L'utilisation par l'État d'instruments algorithmiques dans le cadre de ses fonctions régaliennes fait partie de la transformation digitale qui emporte actuellement notre société. Un groupe de chercheurs orchestrés par le réseau OPTIC a récemment publié un petit livre blanc à ce sujet, que nous présentons ici dans ses points essentiels.
En amont de la rencontre Optic Talks 2018 (dont nous parlons ici), trois groupes de recherche OPTIC ont publié leurs travaux à propos de l’impact sur la société de la révolution technologique actuelle. J’ai lu celui consacré à l’algocratie (téléchargeable ici).
Par ce néologisme est désigné un pouvoir fondant sa légitimité sur une optimisation digitale de la gestion de l’information sociale, susceptible de concurrencer celle réalisée par la démocratie. Un exemple parlant d’algocratie serait la constitution d’un score social individuel à partir des données collectées par une plateforme digitale, comme cela est expérimenté en Chine actuellement.
Résumons d’abord le propos de ce « court livre blanc », écrit sous la direction de Pierre Gueydier, Directeur de la recherche à OPTIC : décrire concrètement où en est l’instrumentation digitale des fonctions régaliennes de l’État (armée, police, justice), en la replaçant dans le contexte historique du processus de bureaucratisation des États modernes, et en interrogeant les enjeux éthiques qu’elle suscite.
En inscrivant leur objet dans le cadre du processus de bureaucratisation, les auteurs reconduisent la nouveauté de la révolution technologique à la continuité d’une évolution étatique entamée de très longue date, dont les défauts ont l’avantage d’apparaître comme étant déjà bien identifiés : la déresponsabilisation et la dépolitisation. Leur démarche consiste ainsi à cerner en quoi la digitalisation accentue ces défauts, et à prescrire des dispositions permettant de les corriger. Ainsi les armes autonomes doivent, selon les conclusions des auteurs, toujours demeurer sous le contrôle effectif d’opérateurs disposant d’un jugement humain.
Il est remarquable que ce texte commence par affirmer que la réflexion sur la question de l’État régalien a lieu sur fond de « panne intellectuelle » et de domination d’un discours managérialiste, dont le propos se résume à transposer les méthodes de gestion du secteur privé au secteur public en raison de leur présumée meilleure efficacité. Ce discours et ces méthodes ne résoudraient en rien le problème de la bureaucratisation et n’en constitueraient qu’une expression. Selon les auteurs, la « débureaucratisation » implique la « repolitisation » des enjeux collectifs. La figure vers laquelle cette repolitisation semble converger est celle du juge. Les auteurs préconisent de donner plus de pouvoir aux juges, afin qu’ils restent maîtres des outils algorithmiques et que leur fonction singulière ne soit pas résorbée dans un continuum de gestion administrative qui tendrait à les englober avec les forces de l’ordre.

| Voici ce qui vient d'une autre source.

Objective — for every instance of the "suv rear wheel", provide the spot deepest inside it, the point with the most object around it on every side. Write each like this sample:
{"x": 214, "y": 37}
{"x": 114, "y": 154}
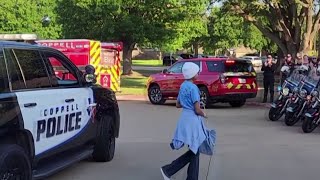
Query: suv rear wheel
{"x": 204, "y": 95}
{"x": 155, "y": 95}
{"x": 237, "y": 103}
{"x": 14, "y": 163}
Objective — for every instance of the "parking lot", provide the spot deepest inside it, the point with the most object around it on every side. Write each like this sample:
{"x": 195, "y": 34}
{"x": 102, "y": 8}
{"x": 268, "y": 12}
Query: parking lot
{"x": 248, "y": 147}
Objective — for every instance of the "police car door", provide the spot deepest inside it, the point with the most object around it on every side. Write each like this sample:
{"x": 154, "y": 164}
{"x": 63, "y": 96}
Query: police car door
{"x": 51, "y": 114}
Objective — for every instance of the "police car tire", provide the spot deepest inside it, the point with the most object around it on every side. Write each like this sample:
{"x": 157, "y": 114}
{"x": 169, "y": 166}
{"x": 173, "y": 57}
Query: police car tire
{"x": 105, "y": 143}
{"x": 14, "y": 157}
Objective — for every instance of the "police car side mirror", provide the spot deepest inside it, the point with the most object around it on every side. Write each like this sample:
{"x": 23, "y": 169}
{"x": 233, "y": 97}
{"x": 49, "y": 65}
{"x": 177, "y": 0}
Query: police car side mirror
{"x": 90, "y": 78}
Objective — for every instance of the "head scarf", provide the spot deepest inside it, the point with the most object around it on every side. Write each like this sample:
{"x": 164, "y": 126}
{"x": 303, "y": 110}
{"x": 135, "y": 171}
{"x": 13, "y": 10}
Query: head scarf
{"x": 190, "y": 70}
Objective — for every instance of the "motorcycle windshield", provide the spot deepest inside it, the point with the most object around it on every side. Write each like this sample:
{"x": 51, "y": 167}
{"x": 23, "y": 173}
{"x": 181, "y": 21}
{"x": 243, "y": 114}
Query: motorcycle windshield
{"x": 312, "y": 81}
{"x": 295, "y": 78}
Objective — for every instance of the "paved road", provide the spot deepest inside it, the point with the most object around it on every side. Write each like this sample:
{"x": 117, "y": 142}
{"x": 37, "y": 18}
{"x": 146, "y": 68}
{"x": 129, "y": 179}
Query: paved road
{"x": 249, "y": 147}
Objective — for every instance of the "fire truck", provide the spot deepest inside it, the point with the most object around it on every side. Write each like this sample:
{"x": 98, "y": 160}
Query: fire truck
{"x": 104, "y": 56}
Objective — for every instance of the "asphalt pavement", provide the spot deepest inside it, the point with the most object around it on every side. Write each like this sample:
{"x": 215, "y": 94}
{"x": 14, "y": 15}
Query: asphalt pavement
{"x": 249, "y": 147}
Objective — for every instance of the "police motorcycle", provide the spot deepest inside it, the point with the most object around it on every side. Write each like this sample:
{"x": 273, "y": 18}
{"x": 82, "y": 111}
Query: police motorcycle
{"x": 312, "y": 115}
{"x": 286, "y": 90}
{"x": 301, "y": 101}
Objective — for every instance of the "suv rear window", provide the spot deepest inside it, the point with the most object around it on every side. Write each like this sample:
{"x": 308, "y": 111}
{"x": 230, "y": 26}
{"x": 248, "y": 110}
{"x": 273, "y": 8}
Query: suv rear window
{"x": 238, "y": 66}
{"x": 215, "y": 66}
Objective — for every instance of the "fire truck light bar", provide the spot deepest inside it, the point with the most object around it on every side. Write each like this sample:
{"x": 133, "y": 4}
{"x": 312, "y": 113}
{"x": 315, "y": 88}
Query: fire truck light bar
{"x": 15, "y": 37}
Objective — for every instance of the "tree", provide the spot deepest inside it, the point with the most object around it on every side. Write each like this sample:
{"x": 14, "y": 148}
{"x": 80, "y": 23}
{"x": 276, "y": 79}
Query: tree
{"x": 291, "y": 24}
{"x": 226, "y": 30}
{"x": 20, "y": 16}
{"x": 131, "y": 21}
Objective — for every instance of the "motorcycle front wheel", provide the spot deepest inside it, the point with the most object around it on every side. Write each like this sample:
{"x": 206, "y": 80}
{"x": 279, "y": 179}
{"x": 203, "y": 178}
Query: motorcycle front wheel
{"x": 308, "y": 124}
{"x": 290, "y": 119}
{"x": 274, "y": 114}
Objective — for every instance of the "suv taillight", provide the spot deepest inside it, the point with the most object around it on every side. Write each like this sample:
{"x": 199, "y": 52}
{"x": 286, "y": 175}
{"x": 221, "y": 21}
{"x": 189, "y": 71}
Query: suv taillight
{"x": 222, "y": 79}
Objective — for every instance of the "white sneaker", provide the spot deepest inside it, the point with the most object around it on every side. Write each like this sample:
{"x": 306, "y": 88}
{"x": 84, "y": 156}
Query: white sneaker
{"x": 165, "y": 177}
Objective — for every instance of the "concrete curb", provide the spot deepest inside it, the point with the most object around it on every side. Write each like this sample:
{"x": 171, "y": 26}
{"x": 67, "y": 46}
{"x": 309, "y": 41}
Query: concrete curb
{"x": 143, "y": 98}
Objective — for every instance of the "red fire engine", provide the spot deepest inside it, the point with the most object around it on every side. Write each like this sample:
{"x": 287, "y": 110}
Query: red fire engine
{"x": 105, "y": 57}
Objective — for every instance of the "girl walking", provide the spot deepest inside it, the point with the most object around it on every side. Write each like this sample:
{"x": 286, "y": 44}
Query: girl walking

Les auteurs se montrent réservés sur les vertus de l’État plateforme, dont les conceptualisations et les réalisations les plus avancées ne semblent cependant pas avoir été prises en compte.

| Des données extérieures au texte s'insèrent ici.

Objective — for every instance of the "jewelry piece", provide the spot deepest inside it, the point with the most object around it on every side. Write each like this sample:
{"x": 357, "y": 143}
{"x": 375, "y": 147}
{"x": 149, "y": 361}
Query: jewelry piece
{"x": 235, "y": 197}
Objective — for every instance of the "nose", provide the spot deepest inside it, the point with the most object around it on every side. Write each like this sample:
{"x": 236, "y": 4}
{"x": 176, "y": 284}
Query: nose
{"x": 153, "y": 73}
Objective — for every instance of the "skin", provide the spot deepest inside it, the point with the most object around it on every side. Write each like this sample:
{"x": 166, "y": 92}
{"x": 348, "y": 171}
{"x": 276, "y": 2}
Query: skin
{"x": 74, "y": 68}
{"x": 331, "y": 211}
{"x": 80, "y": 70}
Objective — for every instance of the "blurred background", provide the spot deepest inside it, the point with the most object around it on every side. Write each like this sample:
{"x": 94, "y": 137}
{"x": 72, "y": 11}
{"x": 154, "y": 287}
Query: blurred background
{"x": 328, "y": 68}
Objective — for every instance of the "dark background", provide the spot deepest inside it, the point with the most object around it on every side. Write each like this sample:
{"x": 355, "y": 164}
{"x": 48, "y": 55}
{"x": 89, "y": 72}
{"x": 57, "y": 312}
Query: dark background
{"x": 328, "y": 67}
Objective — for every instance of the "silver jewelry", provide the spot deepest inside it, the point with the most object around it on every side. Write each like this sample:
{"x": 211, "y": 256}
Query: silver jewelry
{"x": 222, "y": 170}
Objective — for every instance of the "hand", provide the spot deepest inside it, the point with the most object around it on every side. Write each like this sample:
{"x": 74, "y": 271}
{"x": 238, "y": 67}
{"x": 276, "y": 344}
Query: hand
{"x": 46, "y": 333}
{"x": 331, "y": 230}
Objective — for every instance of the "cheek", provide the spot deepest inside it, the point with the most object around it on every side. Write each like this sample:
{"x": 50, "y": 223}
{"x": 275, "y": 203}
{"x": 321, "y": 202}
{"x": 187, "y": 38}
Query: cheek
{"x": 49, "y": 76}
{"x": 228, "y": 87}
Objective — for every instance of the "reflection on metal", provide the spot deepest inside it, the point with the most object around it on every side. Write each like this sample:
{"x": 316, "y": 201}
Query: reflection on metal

Les travaux d’OPTIC sont, nous l’avons dit, placés sous le signe d’une anthropologie « explicitement chrétienne ». La raison de cet impératif est manifeste : la défense d’une société ouverte repose sur l’intelligence de ses conditions de fonctionnement souvent implicites, dont il est périodiquement nécessaire d’expliciter la nature afin de contrer les mauvais penchants totalitaires du pouvoir. La critique de la transformation technologique conduite par OPTIC repose en dernière analyse sur le principe de la dignité de la personne.
S’il n’y a pas lieu de mettre en question l’origine chrétienne de ce principe, il convient néanmoins de s’interroger sur son contenu actuel, qui ne semble pas à l’abri d’interprétations détachées de toute base anthropologique, chrétienne ou autre. La terrible ambiguïté de toute utopie humanitaire peut à ce titre facilement être illustrée en reprenant la discussion de la régulation des armes autonomes. Au nom de la « compassion », de « l’humanité dans les conflits », de « l’esprit de pardon » et de « fraternité », les auteurs affirment que l’on ne peut pas « admettre de machines totalement innovantes ». Mais ne faudrait-il pas envisager que l’absence d’inhibition en matière d’armes totalement innovantes puisse parfaitement emprunter sa justification à ces mêmes principes ou valeurs?
C’est du moins ce que l’histoire moderne semble suggérer.